Baby Girl Sussex is coming, so what’s big bro Archie to do?
“You can pretend to change diapers or how to peek into the crib or bassinet quietly to see if the baby is sleeping, or how to be gentle with the baby,” Egger said. “When you play, also let your little one take the lead. You will learn things about their feelings.”
Because of COVID, hospitals and doctor’s offices often don’t allow children at mommy’s check-ups or visits after birth.
“So the first thing to think about is to prepare your child for mom being at the hospital. Just as you pack a mom’s birth bag, you might consider packing one for your toddler at home with some special toys and a special card from mom that says, ‘I love you,’” Egger said.
Caitrin O’Sullivan in Red Bank, New Jersey, has been through it a time or three. She recently gave birth to her fourth child. Her oldest is 5. This time, there were fewer opportunities to bring her older kids into the process due to pandemic restrictions.
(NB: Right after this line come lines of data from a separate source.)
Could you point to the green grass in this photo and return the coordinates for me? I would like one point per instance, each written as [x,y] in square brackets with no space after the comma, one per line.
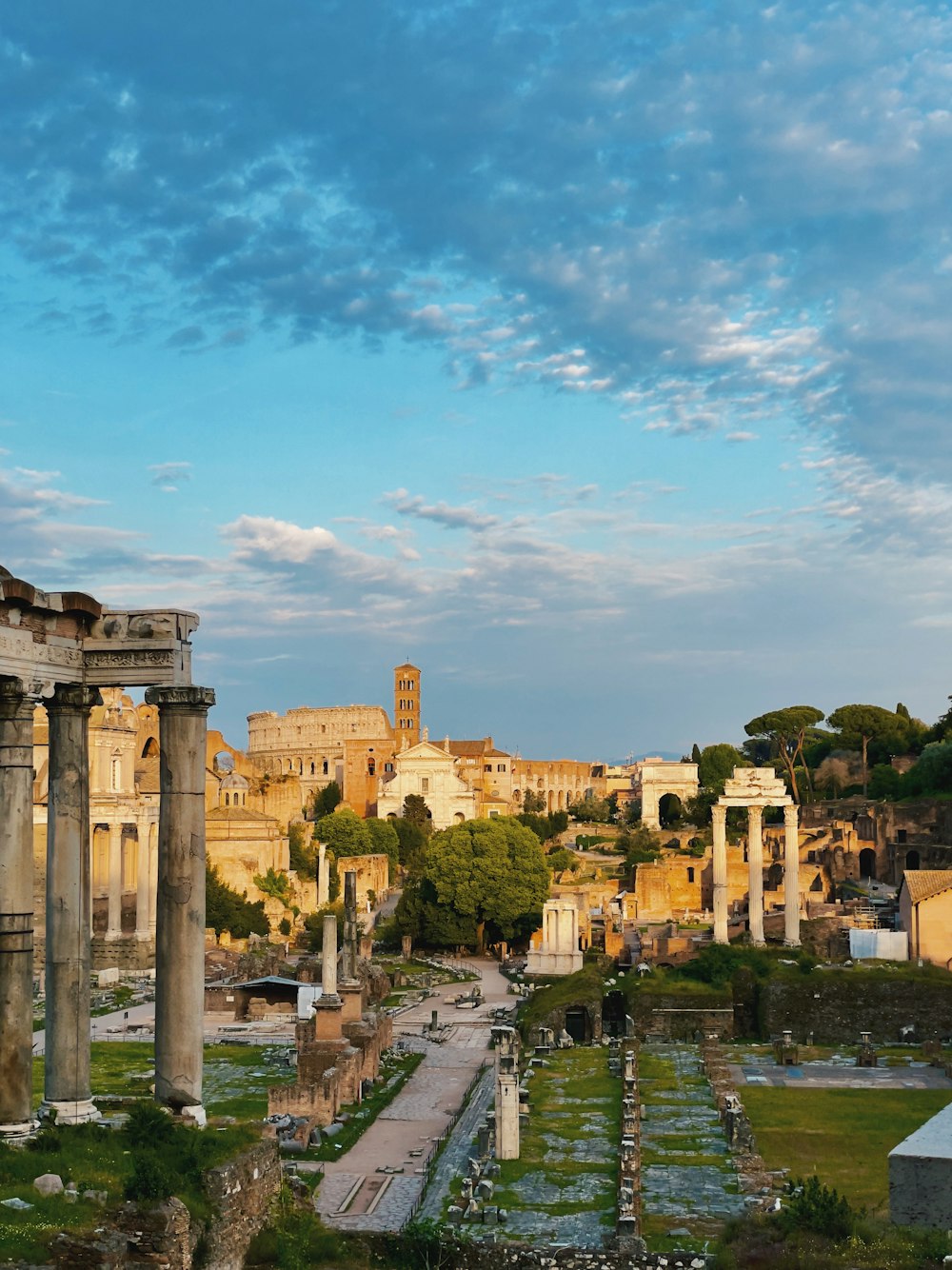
[236,1077]
[574,1075]
[843,1136]
[95,1159]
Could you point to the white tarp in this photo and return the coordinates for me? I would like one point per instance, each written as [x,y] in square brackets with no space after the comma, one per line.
[885,945]
[307,996]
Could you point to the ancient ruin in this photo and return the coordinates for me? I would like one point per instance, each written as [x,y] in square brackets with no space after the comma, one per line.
[59,649]
[757,787]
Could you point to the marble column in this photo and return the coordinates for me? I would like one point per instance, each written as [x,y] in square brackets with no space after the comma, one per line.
[113,930]
[15,908]
[141,881]
[152,875]
[67,1073]
[756,874]
[179,938]
[791,877]
[719,822]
“But one of the pros is we’ve been home with the kids, and there’s been a lot more time to talk to them about mommy’s belly and this and that,” she said.
She used a phone app that includes videos of fetal growth, and she bought a handheld device for the kids to listen to the baby’s heartbeat at home.
“And once the baby is home, I’d say the biggest thing to do is carve out that one-on-one time for the older kids, especially if they’re Archie’s age, because they don’t fully grasp and understand and rationalize what’s going on. They just know they’re not getting the special attention they used to get,” O’Sullivan said.